Um cuidado de linguagem essencial no Brasil: em rótulo cosmético falamos em acalmar, hidratar, recuperar o conforto e apoiar a barreira. Nunca em cicatrizar.
A concentração é o assunto inteiro
Esse é o ponto mais mal compreendido por marcas iniciantes. No Brasil, as concentrações de 15 % e 20 % são avaliadas pela ANVISA como medicamento, com registro próprio e venda sob prescrição. Um cosmético que comunica finalidade terapêutica é, na prática, um produto irregular — por mais bonito que seja o rótulo.
Para o caminho cosmético, o marco é a RDC 752/2022:
- classificação correta entre Grau 1 e Grau 2 (um sérum antiacne com alegação de ação sobre a oleosidade e as manchas tende a cair em Grau 2);
- notificação ou registro na ANVISA antes da comercialização — não existe "vender enquanto o processo tramita";
- comprovação de segurança e eficácia arquivada e disponível para fiscalização;
- rotulagem em português conforme as regras brasileiras e o marco harmonizado do Mercosul;
- fabricante ou importador com AFE válida.
Atenção especial ao limite com produto para saúde. Alegações como "pós-procedimento", "pós-laser" ou "auxilia na cicatrização" tiram o produto da categoria cosmética e o levam para o enquadramento de dispositivo médico na ANVISA, com cadastro ou registro específico e exigências muito mais pesadas. Se o posicionamento é cuidado após procedimento estético, reescreva a comunicação: acalmar, hidratar, recuperar, fortalecer a barreira.
Marcas como Natura, O Boticário, Eudora e Quem Disse Berenice construíram autoridade justamente por não cruzarem essa linha. E vale lembrar: para entrar na Sephora BR ou escalar no Mercado Livre, na Shopee BR e na Amazon BR, o número de notificação ANVISA é conferido antes de qualquer conversa sobre mídia ou margem.

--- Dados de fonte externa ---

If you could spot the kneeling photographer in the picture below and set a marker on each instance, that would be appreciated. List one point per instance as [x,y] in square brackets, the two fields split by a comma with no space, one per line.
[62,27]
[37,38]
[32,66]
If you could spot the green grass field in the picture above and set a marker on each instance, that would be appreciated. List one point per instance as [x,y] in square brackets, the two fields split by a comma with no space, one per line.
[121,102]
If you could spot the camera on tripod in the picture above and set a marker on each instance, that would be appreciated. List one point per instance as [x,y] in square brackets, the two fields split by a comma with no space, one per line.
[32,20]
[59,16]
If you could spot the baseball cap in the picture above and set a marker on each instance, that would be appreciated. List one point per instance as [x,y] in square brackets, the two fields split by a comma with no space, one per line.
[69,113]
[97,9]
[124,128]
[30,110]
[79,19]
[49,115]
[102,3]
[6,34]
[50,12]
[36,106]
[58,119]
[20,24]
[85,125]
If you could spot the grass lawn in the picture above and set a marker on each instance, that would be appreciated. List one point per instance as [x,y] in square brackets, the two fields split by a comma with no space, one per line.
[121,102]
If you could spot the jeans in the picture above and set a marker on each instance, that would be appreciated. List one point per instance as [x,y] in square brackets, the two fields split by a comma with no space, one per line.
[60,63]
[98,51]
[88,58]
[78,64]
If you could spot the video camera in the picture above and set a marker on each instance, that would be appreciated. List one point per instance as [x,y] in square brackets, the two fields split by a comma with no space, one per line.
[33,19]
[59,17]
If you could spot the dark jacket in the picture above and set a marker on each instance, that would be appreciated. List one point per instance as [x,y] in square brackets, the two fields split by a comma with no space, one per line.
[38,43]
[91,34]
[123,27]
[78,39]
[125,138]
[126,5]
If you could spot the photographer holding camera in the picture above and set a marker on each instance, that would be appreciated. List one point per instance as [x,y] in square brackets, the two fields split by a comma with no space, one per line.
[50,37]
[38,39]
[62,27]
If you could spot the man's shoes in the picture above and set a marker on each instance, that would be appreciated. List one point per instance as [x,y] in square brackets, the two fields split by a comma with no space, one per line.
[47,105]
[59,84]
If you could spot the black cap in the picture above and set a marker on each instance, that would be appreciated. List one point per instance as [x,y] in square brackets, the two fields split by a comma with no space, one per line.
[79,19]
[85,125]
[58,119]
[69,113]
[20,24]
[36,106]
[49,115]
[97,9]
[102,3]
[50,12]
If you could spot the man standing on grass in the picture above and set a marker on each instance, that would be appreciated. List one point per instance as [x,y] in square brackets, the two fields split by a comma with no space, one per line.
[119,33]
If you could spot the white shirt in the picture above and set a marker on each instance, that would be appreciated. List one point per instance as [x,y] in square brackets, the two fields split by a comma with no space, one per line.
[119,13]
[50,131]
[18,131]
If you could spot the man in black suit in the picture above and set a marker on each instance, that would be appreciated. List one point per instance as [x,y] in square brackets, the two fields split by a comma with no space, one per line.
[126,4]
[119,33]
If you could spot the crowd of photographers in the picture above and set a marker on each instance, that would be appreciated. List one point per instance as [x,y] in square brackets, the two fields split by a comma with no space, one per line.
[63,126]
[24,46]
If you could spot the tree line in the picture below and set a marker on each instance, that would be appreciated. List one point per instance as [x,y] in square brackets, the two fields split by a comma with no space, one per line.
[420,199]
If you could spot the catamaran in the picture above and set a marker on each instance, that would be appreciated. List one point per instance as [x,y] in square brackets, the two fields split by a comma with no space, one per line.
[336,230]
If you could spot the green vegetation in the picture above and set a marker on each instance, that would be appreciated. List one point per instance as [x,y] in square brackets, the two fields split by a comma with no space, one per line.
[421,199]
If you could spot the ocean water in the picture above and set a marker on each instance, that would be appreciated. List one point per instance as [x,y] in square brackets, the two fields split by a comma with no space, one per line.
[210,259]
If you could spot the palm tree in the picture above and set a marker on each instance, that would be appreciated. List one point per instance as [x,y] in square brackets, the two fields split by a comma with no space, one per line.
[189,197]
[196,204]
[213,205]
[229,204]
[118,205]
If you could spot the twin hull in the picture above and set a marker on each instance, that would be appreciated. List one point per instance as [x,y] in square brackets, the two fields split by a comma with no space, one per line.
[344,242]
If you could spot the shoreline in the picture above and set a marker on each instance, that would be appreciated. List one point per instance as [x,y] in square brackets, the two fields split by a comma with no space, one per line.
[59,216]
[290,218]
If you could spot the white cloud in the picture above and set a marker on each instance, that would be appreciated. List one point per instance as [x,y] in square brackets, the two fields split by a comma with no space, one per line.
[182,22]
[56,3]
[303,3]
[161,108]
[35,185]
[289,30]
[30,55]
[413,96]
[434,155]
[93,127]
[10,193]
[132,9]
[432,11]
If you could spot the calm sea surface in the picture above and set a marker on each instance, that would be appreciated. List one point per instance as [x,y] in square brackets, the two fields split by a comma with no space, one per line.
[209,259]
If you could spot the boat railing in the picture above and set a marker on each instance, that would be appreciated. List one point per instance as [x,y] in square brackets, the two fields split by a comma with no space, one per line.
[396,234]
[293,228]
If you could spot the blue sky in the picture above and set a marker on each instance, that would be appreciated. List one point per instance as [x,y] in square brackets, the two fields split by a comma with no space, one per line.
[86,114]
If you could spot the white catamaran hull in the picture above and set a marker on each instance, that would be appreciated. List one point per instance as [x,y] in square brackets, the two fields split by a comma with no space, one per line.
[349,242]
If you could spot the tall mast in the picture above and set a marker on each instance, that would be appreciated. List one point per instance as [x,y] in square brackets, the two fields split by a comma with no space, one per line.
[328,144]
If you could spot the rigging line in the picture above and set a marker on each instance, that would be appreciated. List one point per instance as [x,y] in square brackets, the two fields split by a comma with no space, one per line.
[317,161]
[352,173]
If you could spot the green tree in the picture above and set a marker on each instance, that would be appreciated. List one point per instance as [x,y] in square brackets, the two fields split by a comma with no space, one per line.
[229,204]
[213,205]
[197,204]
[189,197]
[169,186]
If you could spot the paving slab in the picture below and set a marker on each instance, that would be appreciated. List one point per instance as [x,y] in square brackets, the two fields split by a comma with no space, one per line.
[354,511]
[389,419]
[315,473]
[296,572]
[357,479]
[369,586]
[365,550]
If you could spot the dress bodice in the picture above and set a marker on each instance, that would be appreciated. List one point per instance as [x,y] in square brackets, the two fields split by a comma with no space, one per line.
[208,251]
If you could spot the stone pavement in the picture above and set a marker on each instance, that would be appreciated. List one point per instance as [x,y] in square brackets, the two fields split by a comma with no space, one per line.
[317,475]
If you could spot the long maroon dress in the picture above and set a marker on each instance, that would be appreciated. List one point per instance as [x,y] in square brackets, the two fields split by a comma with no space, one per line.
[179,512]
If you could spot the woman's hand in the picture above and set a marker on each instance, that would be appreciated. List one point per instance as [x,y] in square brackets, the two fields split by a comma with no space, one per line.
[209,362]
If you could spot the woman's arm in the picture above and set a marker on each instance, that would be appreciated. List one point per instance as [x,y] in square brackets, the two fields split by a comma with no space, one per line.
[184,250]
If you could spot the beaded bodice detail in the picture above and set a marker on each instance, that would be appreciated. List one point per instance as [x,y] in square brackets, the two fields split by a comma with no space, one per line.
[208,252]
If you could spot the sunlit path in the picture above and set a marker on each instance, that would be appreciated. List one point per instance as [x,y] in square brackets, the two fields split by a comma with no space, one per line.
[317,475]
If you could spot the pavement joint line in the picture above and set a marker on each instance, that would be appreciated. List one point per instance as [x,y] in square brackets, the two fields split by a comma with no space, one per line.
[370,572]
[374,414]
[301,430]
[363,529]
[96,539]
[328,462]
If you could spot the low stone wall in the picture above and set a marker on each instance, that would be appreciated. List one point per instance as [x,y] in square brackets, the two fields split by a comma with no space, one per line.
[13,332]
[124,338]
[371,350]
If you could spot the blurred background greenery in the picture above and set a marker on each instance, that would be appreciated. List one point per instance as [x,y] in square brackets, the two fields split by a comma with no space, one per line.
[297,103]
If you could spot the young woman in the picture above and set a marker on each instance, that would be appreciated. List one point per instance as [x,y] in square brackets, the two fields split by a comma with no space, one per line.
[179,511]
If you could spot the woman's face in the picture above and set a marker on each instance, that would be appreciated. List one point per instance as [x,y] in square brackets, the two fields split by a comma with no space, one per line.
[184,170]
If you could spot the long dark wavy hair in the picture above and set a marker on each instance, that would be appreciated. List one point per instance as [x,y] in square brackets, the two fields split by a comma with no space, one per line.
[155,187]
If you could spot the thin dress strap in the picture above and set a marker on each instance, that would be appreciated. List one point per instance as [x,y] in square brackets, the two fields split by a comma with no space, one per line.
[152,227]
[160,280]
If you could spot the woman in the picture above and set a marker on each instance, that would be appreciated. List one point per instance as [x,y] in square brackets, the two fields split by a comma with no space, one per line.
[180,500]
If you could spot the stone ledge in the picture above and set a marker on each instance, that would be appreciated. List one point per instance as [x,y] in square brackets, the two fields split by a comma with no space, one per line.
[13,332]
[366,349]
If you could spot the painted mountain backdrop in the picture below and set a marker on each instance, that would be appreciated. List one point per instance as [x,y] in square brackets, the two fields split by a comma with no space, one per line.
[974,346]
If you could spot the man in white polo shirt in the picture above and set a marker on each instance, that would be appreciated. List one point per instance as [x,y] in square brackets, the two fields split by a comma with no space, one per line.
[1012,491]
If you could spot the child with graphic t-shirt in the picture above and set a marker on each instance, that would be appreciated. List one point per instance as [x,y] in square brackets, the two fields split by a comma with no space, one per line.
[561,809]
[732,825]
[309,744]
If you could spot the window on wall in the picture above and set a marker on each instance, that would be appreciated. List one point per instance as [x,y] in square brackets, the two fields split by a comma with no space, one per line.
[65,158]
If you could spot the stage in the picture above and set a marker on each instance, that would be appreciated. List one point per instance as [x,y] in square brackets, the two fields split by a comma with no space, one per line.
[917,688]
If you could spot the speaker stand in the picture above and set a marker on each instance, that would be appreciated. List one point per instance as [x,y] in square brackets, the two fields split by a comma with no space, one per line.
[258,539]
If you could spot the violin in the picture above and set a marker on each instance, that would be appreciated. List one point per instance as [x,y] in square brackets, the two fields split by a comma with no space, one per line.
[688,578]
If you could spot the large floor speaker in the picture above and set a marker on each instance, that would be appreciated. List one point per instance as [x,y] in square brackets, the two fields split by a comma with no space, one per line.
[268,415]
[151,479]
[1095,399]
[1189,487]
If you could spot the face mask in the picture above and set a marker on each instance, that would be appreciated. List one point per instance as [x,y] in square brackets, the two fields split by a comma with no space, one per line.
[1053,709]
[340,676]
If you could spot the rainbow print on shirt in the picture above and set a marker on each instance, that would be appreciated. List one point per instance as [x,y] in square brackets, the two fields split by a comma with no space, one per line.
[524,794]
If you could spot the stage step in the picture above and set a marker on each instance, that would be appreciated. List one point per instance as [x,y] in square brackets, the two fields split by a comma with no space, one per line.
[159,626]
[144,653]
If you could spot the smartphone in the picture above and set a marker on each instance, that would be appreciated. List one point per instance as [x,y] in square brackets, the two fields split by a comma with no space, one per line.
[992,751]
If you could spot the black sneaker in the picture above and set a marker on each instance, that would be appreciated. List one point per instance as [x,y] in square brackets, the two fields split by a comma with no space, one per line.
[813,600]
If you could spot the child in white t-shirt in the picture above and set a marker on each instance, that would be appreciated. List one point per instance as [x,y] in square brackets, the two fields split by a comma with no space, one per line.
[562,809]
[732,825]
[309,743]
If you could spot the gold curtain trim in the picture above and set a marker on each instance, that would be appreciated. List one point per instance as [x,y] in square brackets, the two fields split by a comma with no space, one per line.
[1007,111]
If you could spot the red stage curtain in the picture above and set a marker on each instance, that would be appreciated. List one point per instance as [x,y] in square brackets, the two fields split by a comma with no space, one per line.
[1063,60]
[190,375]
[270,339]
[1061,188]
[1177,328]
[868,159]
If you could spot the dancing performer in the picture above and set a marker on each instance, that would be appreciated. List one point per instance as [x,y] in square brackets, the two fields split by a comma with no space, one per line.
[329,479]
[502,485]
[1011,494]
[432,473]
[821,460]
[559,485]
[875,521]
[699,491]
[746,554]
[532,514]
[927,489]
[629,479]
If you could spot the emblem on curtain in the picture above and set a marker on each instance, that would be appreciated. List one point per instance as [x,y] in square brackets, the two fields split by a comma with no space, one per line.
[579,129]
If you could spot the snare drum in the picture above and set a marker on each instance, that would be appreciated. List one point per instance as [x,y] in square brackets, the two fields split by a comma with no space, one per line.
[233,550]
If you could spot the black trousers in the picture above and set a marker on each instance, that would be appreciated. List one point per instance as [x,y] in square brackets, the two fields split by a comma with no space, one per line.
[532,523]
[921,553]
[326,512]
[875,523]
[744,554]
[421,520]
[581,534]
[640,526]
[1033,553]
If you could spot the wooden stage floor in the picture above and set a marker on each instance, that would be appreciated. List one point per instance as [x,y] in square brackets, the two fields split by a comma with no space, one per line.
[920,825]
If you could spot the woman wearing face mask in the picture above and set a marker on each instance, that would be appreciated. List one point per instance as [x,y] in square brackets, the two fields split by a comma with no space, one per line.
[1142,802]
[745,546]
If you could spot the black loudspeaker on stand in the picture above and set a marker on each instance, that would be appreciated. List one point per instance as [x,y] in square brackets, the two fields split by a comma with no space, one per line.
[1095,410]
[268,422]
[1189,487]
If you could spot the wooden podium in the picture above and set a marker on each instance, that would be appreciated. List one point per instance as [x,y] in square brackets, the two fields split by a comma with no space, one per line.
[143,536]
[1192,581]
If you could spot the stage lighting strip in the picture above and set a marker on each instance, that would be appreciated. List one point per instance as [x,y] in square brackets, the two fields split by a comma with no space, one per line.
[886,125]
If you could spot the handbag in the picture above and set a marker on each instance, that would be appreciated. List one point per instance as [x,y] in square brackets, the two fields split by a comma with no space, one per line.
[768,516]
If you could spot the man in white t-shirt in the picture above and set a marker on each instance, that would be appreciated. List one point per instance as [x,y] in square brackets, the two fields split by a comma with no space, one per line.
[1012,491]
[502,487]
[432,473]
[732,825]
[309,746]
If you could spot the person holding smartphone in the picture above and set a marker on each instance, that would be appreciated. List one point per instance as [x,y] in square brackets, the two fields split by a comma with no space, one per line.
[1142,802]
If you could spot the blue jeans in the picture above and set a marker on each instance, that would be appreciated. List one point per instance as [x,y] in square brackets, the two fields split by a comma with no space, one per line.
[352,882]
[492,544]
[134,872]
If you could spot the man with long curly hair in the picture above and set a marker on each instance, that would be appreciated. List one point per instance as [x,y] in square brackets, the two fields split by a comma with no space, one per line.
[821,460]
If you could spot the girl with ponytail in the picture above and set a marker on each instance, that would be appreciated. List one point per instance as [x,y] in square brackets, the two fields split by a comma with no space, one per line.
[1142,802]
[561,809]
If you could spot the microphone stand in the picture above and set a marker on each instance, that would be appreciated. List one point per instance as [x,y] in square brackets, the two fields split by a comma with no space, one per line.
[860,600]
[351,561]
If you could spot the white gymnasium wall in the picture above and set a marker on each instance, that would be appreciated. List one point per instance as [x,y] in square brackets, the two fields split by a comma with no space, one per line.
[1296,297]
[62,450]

O problema de formulação que ninguém avisa
O ácido azelaico tem baixa solubilidade em água e forte tendência a recristalizar. É por isso que tantos produtos a 10 % ficam com sensação arenosa ou formam bolinhas sob o protetor solar — um defeito fatal em um país de clima quente e úmido, onde textura leve não é preferência, é requisito.
O briefing para a fábrica precisa resolver quatro pontos:
- Sistema de veiculação — suspensão, encapsulação lipossomal ou derivado solubilizado. O azeloil diglicinato de potássio é mais suave, mas não equivale a 10 % de ácido azelaico livre.
- Faixa de pH — entre 4,5 e 5,5, para conciliar estabilidade do ativo e respeito ao manto ácido.
- Textura — deslizamento à base de silicones ou ésteres para eliminar a granulosidade.
- Testes de estabilidade — 3 meses em condição acelerada a 40 °C, mais ciclo de congelamento/descongelamento e teste de compatibilidade com a embalagem.
Regras de combinação
Como briefar seu fabricante
Peça ao seu fabricante cosmético privado cinco informações objetivas: o sistema de veiculação adotado, o percentual real de ácido livre (e não o percentual da matéria-prima comercial), os dados de estabilidade, uma avaliação sensorial da granulosidade em uso real e o dossiê de segurança.
Uma alegação de "10 %" sustentada por 2 % de ácido livre em um derivado é legalmente defensável, mas enganosa. A comunidade brasileira de skincare no TikTok e no Instagram lê INCI linha a linha — a diferença aparece em menos de um mês de reviews.
Faixa realista para sourcing de fábrica de beleza na China: MOQ de 1.000 a 3.000 unidades, amostragem em 7 a 15 dias, produção em 30 a 45 dias, mais o prazo de notificação junto à ANVISA antes do lançamento.